Confusion Confusion

Harder Than it Needs to Be

Say you've just fit a (two-class) machine learning classifier, and you'd like to judge how it's doing. This starts out simple: Reality is yes or no, and you predict yes or no. Your model will make some mistakes, which you'd like to characterize.

So you go to Wikipedia, and see this:

Wikipedia confusion matrix

There's a lot of "divide this sum by that sum", without much connection to why we're doing that, or how to interpret the result. Sure, we could click on a given link and read about it, but it all seems a bit more complex than it needs to be.

As it turns out, most of the values we're interested in can be expressed concisely and intuitively in terms of conditional probability.

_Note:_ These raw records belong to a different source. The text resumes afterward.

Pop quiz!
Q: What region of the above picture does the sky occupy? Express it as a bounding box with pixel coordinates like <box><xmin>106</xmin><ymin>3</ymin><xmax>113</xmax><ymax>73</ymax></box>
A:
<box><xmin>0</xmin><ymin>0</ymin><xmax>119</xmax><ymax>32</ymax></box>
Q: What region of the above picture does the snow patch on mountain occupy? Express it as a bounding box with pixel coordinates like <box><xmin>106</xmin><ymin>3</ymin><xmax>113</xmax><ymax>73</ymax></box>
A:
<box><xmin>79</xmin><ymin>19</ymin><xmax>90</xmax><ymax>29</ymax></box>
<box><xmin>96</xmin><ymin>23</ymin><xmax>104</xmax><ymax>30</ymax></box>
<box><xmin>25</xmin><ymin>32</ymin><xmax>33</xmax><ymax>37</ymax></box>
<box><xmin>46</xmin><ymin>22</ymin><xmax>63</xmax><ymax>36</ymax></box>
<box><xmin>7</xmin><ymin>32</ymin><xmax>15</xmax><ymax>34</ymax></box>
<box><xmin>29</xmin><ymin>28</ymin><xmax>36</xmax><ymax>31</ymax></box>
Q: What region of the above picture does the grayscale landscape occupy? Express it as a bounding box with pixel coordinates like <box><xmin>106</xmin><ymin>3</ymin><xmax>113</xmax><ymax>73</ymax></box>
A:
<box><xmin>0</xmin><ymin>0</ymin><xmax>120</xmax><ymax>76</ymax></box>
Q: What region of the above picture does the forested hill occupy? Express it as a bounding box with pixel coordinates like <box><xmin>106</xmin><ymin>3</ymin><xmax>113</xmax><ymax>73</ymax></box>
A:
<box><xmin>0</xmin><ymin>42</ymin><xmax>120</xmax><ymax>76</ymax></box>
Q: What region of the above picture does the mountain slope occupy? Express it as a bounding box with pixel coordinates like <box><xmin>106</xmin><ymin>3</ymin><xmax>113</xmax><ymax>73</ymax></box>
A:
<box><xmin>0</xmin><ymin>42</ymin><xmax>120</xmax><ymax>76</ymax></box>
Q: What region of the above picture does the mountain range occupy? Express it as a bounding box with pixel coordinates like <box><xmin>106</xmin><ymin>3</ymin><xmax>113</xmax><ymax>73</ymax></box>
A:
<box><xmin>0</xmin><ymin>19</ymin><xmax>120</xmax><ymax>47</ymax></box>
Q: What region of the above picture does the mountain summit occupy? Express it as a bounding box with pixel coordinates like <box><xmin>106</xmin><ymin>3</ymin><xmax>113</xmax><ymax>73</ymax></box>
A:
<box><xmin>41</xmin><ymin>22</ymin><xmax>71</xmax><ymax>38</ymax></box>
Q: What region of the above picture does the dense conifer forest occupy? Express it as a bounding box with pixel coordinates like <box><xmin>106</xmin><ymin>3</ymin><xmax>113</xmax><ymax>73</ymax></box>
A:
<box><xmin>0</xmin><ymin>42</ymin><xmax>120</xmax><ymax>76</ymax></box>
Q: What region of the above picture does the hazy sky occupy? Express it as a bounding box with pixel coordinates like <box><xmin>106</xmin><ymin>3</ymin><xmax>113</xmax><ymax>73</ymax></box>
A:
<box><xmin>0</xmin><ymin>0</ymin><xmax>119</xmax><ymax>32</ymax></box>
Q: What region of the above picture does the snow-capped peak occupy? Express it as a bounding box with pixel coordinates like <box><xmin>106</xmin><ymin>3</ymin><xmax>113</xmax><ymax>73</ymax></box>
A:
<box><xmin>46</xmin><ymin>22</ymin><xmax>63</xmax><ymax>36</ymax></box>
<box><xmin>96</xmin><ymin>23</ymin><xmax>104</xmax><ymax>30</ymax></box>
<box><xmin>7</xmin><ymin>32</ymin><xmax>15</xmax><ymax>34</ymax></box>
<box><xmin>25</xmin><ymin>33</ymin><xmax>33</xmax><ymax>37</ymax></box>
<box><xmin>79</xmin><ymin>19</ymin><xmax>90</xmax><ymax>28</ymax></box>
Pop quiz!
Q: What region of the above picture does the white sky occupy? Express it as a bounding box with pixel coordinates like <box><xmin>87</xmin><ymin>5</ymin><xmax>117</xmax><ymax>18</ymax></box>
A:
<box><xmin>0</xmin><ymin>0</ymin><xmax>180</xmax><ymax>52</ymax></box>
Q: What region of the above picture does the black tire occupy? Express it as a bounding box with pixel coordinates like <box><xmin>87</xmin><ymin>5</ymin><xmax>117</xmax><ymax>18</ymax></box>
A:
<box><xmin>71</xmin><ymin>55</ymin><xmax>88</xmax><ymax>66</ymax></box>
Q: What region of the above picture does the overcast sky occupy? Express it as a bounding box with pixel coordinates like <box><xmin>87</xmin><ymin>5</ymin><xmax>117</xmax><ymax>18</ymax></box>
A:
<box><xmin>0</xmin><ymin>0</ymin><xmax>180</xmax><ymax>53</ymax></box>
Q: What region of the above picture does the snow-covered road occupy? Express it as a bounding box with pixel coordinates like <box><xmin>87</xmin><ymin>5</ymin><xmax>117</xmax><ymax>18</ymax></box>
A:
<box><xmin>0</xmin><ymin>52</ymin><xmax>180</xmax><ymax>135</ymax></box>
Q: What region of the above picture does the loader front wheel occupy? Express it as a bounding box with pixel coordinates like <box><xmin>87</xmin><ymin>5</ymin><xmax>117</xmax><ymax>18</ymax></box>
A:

Let's start with false positive rate. The term itself is has lots of potential for confusion:

  • We have to remember that "positive" refers not to ground truth, but to our prediction.
  • "False" doesn't mean we predicted false. Instead, it means our prediction is wrong.
  • "Rate" means we're interested not in the number of false positives, but in their frequency. The natural question, "relative to what?" is not included in the terminology.

The formula for FPR is

\[ \text{FPR} = \frac{\sum \text{False positive}}{\sum \text{Condition negative}}\ . \]

Better notation

Let's write \(y\) for the observed data, and \(\hat{y}\) for our prediction. And we'll use logical negation notation to indicate "false".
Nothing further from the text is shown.